INDEPENDENT travel agents will be better placed than multiples to cope with tougher regulations on the way travel insurance is sold, argues Bailey’s Travel managing director Chris Bailey.
He admitted travel agents have not been good at selling travel insurance.
They charge ’embarrassingly’ high premiums and add it to the sale of a holiday without knowing about the product, but Bailey said this will change under the General Insurance Standards Council.
The GISC, a voluntary body being set up to oversee the way travel insurance is sold, plans to start signing members from February next year.
Under the proposals, all travel agents will have to join.
“I welcome being told that travel insurance should be regulated because we ought to have a greater sense of responsibility about the product, but it will be more difficult to sell,” Bailey added.
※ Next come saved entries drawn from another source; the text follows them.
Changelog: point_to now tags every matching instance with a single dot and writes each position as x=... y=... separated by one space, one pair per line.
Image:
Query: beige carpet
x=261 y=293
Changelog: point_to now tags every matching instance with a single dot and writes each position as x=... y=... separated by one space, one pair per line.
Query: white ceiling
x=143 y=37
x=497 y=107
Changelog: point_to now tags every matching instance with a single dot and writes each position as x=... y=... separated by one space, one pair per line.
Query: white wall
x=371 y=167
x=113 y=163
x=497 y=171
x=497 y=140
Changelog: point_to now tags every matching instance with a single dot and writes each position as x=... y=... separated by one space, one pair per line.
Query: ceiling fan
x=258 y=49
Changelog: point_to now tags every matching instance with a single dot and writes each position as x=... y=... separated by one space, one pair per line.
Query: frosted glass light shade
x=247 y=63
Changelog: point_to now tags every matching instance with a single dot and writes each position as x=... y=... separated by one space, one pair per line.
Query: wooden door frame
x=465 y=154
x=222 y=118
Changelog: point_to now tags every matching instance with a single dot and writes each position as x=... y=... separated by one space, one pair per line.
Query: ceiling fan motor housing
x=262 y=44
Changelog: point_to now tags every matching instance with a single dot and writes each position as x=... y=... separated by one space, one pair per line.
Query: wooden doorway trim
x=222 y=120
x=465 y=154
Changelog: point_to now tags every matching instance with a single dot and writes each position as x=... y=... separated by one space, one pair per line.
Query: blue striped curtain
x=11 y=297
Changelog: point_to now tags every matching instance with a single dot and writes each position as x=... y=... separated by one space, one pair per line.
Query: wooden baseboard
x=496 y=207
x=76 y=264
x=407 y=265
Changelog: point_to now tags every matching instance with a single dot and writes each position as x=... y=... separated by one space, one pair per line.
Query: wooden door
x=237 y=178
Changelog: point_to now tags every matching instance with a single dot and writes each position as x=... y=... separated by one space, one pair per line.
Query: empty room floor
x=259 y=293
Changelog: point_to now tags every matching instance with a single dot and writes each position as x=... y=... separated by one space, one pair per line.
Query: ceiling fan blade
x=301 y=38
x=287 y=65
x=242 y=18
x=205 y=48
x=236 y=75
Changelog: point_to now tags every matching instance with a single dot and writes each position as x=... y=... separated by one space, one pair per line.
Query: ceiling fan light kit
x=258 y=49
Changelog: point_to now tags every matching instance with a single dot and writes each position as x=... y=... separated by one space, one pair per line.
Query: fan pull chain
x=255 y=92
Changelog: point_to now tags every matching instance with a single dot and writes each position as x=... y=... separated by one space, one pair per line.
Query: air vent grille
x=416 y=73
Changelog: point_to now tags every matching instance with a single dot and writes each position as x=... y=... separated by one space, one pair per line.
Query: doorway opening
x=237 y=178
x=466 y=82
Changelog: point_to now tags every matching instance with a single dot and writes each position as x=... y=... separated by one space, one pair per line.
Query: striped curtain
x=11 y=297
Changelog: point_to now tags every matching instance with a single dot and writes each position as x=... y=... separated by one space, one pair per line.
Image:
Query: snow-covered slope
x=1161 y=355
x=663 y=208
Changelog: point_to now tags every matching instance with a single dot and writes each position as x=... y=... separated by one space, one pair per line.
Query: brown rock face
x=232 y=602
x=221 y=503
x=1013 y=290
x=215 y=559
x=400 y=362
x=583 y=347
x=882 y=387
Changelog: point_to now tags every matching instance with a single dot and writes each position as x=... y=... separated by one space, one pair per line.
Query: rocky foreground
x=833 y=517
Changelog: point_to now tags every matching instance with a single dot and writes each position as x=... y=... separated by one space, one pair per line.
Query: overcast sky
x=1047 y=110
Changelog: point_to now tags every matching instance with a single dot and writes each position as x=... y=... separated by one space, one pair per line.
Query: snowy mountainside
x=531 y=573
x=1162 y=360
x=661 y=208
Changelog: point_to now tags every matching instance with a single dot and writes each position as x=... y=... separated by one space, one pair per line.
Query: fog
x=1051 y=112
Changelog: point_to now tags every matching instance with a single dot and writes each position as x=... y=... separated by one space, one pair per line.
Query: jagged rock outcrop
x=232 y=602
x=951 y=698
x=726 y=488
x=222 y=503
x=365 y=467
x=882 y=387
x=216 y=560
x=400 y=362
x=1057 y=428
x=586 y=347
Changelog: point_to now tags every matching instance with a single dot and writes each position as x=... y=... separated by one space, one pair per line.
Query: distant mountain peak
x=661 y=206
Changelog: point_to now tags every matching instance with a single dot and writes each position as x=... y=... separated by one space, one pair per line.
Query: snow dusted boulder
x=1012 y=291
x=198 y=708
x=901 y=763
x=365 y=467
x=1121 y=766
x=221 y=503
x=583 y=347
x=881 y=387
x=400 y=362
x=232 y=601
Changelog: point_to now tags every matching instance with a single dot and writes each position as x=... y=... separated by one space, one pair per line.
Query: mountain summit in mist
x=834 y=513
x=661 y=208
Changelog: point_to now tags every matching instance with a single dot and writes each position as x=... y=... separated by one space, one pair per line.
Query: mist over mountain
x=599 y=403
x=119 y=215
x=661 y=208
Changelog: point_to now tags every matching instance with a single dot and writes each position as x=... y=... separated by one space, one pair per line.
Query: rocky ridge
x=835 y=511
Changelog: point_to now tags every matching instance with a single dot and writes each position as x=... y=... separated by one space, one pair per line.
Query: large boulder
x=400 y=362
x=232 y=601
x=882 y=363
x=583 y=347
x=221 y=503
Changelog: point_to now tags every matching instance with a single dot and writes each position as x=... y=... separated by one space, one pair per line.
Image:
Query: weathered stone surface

“Independents will be in a better position than the multiples to make sure their staff have proper training. The GISC could be good news for us.”
Bailey added that while he welcomed the GISC, he would have liked to have been consulted about the way it will operate.
“Travel agents are the silent majority. We sell 66% of travel insurance, and while the GISC might not come to talk to Bailey’s Travel, I suspect no-one has spoken to Lunn Poly and Going Places either,” Bailey said.
“I would have expected ABTA and our travel insurance provider to do more.”
ABTA head of finance Mike Monk said the association was holding regular meetings with GISC chief executive Chris Woodburn and had written to members about the new body.
He added: “Our members are bombarded with paper work and we know it doesn’t all get read.
“But we also know this is a very important issue and we are doing something about it.”